The Kroger Co. uses registered apprenticeship programs to help fill various roles across its organization from the top down as a way to ensure they can recruit and retain sufficient talent and that their managers are well educated and empowered, Erica Simmons, senior human resources leader for The Kroger Co., said at the GMA Science Forum.

Apprenticeships offer high return on investment

In several ways, apprenticeships also make better business sense – with stronger returns on investment – than internships.

“The Department of Commerce recently did an analysis that compares internships to apprenticeships and the internships strategy showed that one year post hire, you are experiencing somewhere between 30-35% retention, which is ok,”​ but not great, Villao said. But it doesn’t hold a candle to the 80-85% retention rates apprenticeship models have three years after hiring someone.

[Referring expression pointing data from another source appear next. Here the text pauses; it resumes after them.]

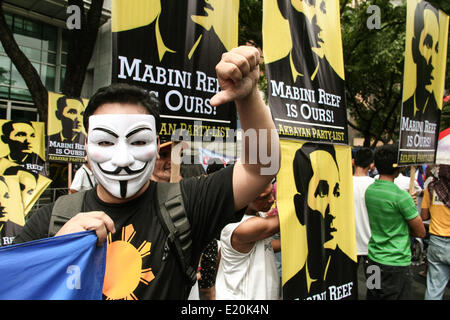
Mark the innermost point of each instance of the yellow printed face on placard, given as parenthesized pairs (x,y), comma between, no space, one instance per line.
(288,24)
(315,205)
(226,29)
(425,54)
(21,139)
(11,208)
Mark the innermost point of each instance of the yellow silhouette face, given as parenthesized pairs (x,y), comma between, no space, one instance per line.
(429,45)
(324,190)
(4,201)
(323,17)
(222,16)
(28,183)
(74,112)
(23,137)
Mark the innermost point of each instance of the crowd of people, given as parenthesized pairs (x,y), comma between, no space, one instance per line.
(235,246)
(388,214)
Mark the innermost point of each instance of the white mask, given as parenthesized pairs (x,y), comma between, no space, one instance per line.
(122,151)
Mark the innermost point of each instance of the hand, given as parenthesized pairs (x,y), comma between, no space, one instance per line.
(414,198)
(94,220)
(238,74)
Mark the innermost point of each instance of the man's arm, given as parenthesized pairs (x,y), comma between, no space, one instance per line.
(252,230)
(238,74)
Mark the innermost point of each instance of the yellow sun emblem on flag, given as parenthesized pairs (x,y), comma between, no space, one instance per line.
(124,269)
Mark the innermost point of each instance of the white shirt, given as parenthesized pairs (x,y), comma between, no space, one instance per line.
(81,180)
(403,183)
(360,184)
(246,276)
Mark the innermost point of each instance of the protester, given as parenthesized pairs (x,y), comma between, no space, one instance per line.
(392,216)
(436,205)
(363,162)
(122,146)
(84,179)
(247,268)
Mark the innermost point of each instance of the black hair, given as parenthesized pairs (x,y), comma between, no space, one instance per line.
(7,127)
(61,103)
(419,17)
(123,93)
(214,164)
(363,157)
(385,158)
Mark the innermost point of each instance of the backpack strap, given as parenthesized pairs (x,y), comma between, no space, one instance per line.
(173,215)
(64,209)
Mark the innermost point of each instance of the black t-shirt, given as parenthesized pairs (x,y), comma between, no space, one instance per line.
(136,262)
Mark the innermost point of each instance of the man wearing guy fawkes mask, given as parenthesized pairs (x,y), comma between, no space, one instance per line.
(122,122)
(317,180)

In addition, for every dollar employers invest in apprenticeships, they receive a $1.50 back in value. And for every $1 invested by the government in apprenticeships, there is a return of $28, Villao said.

“There is a reason why the federal government has an interest in ensuring that companies are beginning to recognize that apprenticeships move well beyond the construction industry … into these new sectors to help our country’s employers become globally competitive,”​ he said.

In this regard, he added, Congress for the first time recently invested $50 million to advance apprenticeships and the president signed an executive order to advance apprenticeships into new sectors.

“We like to kid that we all have gone through some sort of apprenticeship model, just some of us pay $80 grand or $100 grand for the advanced education, the related technical education, and then we go on the job and actually learn the work we are supposed to do,”​ Villao joked.

He added on a more serious note: “It is not necessary to get weighted down with all that debt when your business model really requires the ability for somebody to have the capacity to learn. And you as an employer can provide it to them through an earn while you learn strategy like apprenticeship.”